Import Your CV from a PDF — Edit It Without Starting Over
You already have a CV — it's just locked inside a PDF you can't easily edit. Instead of retyping everything into a new template, you can import that PDF and get a fully editable version in seconds, complete with a live ATS score and a fresh design. Here's how it works and how to get a clean result.
Why import instead of starting from scratch
Retyping a CV is slow and error-prone, and starting over means losing the wording you already refined. Importing pulls your existing content — contact details, experience, education, skills — into structured fields you can edit, restyle, and re-export. You keep your history and gain a modern, ATS-friendly layout.
It's also the fastest way to fix an old CV: import it, see your ATS score, and act on the specific suggestions instead of guessing what's wrong.
Just drag the PDF onto the page
On write.cv you can drag your CV's PDF file anywhere onto the page — a clear "Drop your CV PDF here" zone appears, and on release the content is extracted into editable fields for you to review before it's imported. You can also click to upload, or attach the PDF inside the AI chat. Only PDF files are accepted, so there's no guesswork.
Everything is processed for your session only; your CV stays in your browser.
Get the cleanest extraction
Extraction works best on text-based PDFs — the kind exported from Word, Google Docs, or another CV builder.
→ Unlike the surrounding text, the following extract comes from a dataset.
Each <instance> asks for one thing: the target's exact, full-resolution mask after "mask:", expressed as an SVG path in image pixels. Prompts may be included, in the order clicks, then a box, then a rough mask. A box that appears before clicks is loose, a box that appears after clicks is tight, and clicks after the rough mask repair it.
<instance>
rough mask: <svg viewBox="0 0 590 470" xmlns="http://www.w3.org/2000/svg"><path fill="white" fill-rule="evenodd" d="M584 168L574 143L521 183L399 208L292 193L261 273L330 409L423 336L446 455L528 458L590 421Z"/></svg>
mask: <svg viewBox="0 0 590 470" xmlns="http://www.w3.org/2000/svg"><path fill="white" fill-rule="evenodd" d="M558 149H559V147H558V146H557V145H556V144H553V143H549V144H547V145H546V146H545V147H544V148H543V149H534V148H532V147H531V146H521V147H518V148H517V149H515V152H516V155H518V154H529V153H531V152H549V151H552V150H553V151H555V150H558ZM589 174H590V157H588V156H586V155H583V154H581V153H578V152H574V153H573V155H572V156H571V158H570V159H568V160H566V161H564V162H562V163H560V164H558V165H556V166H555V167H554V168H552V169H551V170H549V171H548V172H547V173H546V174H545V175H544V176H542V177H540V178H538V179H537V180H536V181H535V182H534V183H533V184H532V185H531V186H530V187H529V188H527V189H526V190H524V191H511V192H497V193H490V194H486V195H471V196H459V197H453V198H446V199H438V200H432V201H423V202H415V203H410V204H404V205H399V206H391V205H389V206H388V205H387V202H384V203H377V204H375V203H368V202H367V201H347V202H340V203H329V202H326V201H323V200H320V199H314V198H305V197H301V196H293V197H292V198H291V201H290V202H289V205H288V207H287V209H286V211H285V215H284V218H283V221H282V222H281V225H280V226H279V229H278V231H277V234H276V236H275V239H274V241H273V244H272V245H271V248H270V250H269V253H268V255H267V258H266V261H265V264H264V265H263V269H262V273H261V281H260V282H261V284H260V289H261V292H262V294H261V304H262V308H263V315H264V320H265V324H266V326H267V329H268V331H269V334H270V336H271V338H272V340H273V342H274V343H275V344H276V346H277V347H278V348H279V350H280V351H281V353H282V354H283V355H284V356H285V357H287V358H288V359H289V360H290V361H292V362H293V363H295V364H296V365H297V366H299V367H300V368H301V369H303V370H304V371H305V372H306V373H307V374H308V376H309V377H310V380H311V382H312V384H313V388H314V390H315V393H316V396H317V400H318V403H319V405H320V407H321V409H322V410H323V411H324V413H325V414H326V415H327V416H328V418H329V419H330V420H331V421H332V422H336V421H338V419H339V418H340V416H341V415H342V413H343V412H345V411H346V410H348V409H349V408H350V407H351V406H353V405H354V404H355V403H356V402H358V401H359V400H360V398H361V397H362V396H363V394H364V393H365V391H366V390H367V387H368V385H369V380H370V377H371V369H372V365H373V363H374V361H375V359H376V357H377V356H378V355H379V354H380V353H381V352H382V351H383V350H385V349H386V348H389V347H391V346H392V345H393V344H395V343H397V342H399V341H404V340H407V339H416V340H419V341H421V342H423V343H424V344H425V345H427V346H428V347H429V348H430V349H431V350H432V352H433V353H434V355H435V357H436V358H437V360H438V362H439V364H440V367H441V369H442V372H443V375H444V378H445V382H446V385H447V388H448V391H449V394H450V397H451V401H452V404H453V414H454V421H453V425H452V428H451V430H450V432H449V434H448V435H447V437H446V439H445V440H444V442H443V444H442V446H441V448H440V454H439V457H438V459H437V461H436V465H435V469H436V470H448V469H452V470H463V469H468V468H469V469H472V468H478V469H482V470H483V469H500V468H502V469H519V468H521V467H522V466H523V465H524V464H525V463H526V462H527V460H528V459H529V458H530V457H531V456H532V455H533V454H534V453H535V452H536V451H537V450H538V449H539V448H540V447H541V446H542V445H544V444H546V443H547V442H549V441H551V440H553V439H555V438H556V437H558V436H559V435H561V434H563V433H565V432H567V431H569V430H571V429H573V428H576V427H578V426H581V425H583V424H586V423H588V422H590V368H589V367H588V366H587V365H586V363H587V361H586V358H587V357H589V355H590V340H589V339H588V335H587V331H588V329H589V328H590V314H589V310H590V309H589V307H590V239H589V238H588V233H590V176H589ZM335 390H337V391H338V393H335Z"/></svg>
A scanned or image-only PDF has no selectable text, so there's nothing to read; if yours is scanned, export or recreate a text version first.
After importing, always review the parsed fields. Multi-column layouts and unusual designs can occasionally split a line in the wrong place, so check that each bullet sits under the right job and that dates line up before you finish.
Then improve it, don't just reformat it
Importing is the start, not the end. Once your content is in, use the live ATS score and the AI assistant to sharpen weak bullets, add missing keywords from the job you're targeting, and tighten your summary. Reorder or hide sections so the CV fits the role, then export a pixel-perfect PDF.
In a few minutes you've gone from a stale, locked PDF to a modern, scored, editable CV — without retyping a word.